When the Wolf Man sought further treatment years later, Freud handed the care of his famous patient to his trusted protégé Ruth Mack Brunswick. Her paper about Pankejeff, according to the book Freud’s Women, “gives evidence of the terse brilliance with which Ruth handled clinical concepts and the incisive acuity she brought to summarizing the progress of a case.”

Brunswick, a 1922 graduate of Tufts University School of Medicine, was a member of Freud’s inner circle, a close friend as well as a respected clinical talent to whom he referred many patients. While she wrote few professional papers, those she did are considered significant in extending Freud’s theories. 

Born in Chicago in 1897 to jurist and philanthropist Julian Mack and his wife, Jessie, Brunswick graduated from Radcliffe in 1918 with an interest in psychology. Denied entrance to Harvard Medical School because she was a woman, she enrolled at Tufts’ medical school, which had been coed since its founding in 1893. Degree in hand, the 25-year-old traveled to Vienna to train with Freud, the father of psychoanalysis. There she became one of several analysts Freud mentored, a surprising number of them female. 

“Freud may not have been a feminist, but he had called his first women patients ‘his teachers’ and from very early on in the life of psychoanalysis, he was open to women becoming practitioners,” explained Lisa Appignanesi, co-author of Freud’s Women. Psychoanalysis was a new profession at a time when the women’s rights movement was advancing women’s education and their role in society. “Then, too, the psychoanalytic interest in the intimate, in sexuality and love, in childhood and domestic life, made it a very suitable profession for women.”

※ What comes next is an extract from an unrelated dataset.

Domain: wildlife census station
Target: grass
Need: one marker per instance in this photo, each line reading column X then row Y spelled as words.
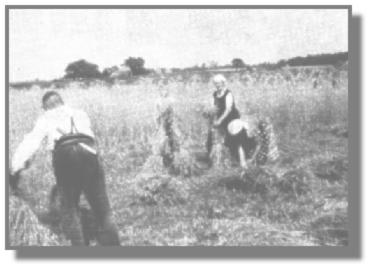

Paul Roazen, a Freud biographer, described Brunswick as “demonstrative and explosive, outgoing, effusive and warm. She was also an elegant person with cultivated manners, as well as vivacious and possessed of a lively intellect. … She was literate and verbal, well read, and one of the few Americans not stigmatized as an American in Freud’s eyes."

Brunswick became a conduit for Freud’s American patients, whom she looked after when they were in Vienna, as well as an interpreter of Freud’s theories for the psychoanalyst community in New York.

Brunswick, like her friend and fellow analyst Marie Bonaparte, was not afraid to correct Freud. “Both women were very good at countering Freud’s ideas about the feminine: the girl’s development, relations to mother and father, and sexuality,” Appignanesi said. “Freud mentions Ruth twice in his 1931 paper on femininity, pointing out what he learned from her and other of the young women analysts.”

According to the book Freud and Women by Lucy Freeman and Herbert Strean, Brunswick was one of the few people to whom Freud gave a cherished gift: a copy of an antique ring with a Roman seal. It was a sign that they were “loyal adherents whom he felt would continue to bring psychoanalytic findings to the world.”

As war loomed in the late 1930s, Brunswick helped friends emigrate to the United States, returning there herself in 1938.

Like all of Freud’s trainees, Brunswick underwent analysis, a process that she repeated with her mentor throughout her time in Vienna. Whether as an analyst or a friend, Freud counseled her on her two marriages, one to a heart specialist and one to a composer, both of which ended in divorce. Her health began to deteriorate, and in treating her own emotional and physical ills, she grew addicted to opiates, which may have contributed to her early death in 1946 at the age of 48. 

While Freud’s theories remain widely criticized, he is credited with the idea that talking about oneself and one’s problems can be therapeutic and the recognition that the unconscious mind can influence behavior. Brunswick, in fine-tuning his ideas and spreading them in the United States, may have helped lay the groundwork for the mental health therapies we have today.